From 56f2a1dacaa0c7e19cf1c0119711d82984b775c6 Mon Sep 17 00:00:00 2001
From: Paul Park <pjpark@mit.edu>
Date: Tue, 9 May 1995 19:19:54 +0000
Subject: [PATCH] Add definitions for new administrative protocol extensions

git-svn-id: svn://anonsvn.mit.edu/krb5/trunk@5767 dc483132-0cff-0310-8789-dd5450dbe970
---
 src/include/krb5/ChangeLog   |   4 ++
 src/include/krb5/adm.h       | 128 ++++++++++++++++++++++++++++++++---
 src/include/krb5/adm_proto.h |  38 ++++++++++-
 3 files changed, 158 insertions(+), 12 deletions(-)

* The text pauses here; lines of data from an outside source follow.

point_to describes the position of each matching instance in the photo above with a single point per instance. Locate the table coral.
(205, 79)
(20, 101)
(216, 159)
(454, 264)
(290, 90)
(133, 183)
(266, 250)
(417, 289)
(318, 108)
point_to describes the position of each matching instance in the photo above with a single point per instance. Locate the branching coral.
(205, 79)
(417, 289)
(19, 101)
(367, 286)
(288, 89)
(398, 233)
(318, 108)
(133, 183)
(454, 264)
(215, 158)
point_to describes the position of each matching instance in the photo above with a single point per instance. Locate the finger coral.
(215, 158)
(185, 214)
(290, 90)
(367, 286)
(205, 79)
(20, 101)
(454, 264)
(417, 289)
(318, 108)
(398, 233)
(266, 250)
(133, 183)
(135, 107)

diff --git a/src/include/krb5/ChangeLog b/src/include/krb5/ChangeLog
index 4d65e6034..ceed78d25 100644
--- a/src/include/krb5/ChangeLog
+++ b/src/include/krb5/ChangeLog
@@ -1,3 +1,7 @@
+
+Tue May 9 15:17:00 EDT 1995	Paul Park	(pjpark@mit.edu)

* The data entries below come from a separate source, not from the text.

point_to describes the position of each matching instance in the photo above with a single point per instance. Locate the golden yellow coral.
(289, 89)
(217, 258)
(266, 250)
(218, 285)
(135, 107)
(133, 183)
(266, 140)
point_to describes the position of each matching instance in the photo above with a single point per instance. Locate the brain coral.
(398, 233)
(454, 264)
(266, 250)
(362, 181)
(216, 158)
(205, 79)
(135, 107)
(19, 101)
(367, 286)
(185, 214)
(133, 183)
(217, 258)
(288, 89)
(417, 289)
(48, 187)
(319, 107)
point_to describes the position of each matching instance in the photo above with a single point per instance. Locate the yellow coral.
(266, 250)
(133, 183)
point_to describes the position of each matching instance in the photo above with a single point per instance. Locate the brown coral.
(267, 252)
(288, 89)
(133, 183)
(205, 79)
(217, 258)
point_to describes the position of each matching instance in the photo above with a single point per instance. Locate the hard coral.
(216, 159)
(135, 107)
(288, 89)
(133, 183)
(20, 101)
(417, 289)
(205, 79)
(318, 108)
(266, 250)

+	Add definitions and prototypes for new administrative protocol.
+
 Mon May  8 22:13:15 1995  Ezra Peisach  <epeisach@kangaroo.mit.edu>
 
 	* los-proto.h: krb5_read_password - prompt strings should be const
diff --git a/src/include/krb5/adm.h b/src/include/krb5/adm.h
index e8290da28..917a7e308 100644
--- a/src/include/krb5/adm.h
+++ b/src/include/krb5/adm.h
@@ -28,6 +28,7 @@
  * Kerberos V5 Change Password service name
  */
 #define	KRB5_ADM_SERVICE_NAME	"changepw"
+#define	KRB5_ADM_DEFAULT_PORT	752
 
 /*
  * Maximum password length.
@@ -35,7 +36,7 @@
 #define	KRB5_ADM_MAX_PASSWORD_LEN	512
 
 /*
- * Protocl command strings.
+ * Protocol command strings.
  */
 #define	KRB5_ADM_QUIT_CMD	"QUIT"
 #define	KRB5_ADM_CHECKPW_CMD	"CHECKPW"
@@ -44,6 +45,15 @@
 #define	KRB5_ADM_MIME_CMD	"MIME"
 #define	KRB5_ADM_LANGUAGE_CMD	"LANGUAGE"
 
+#define	KRB5_ADM_ADD_PRINC_CMD	"ADD-PRINCIPAL"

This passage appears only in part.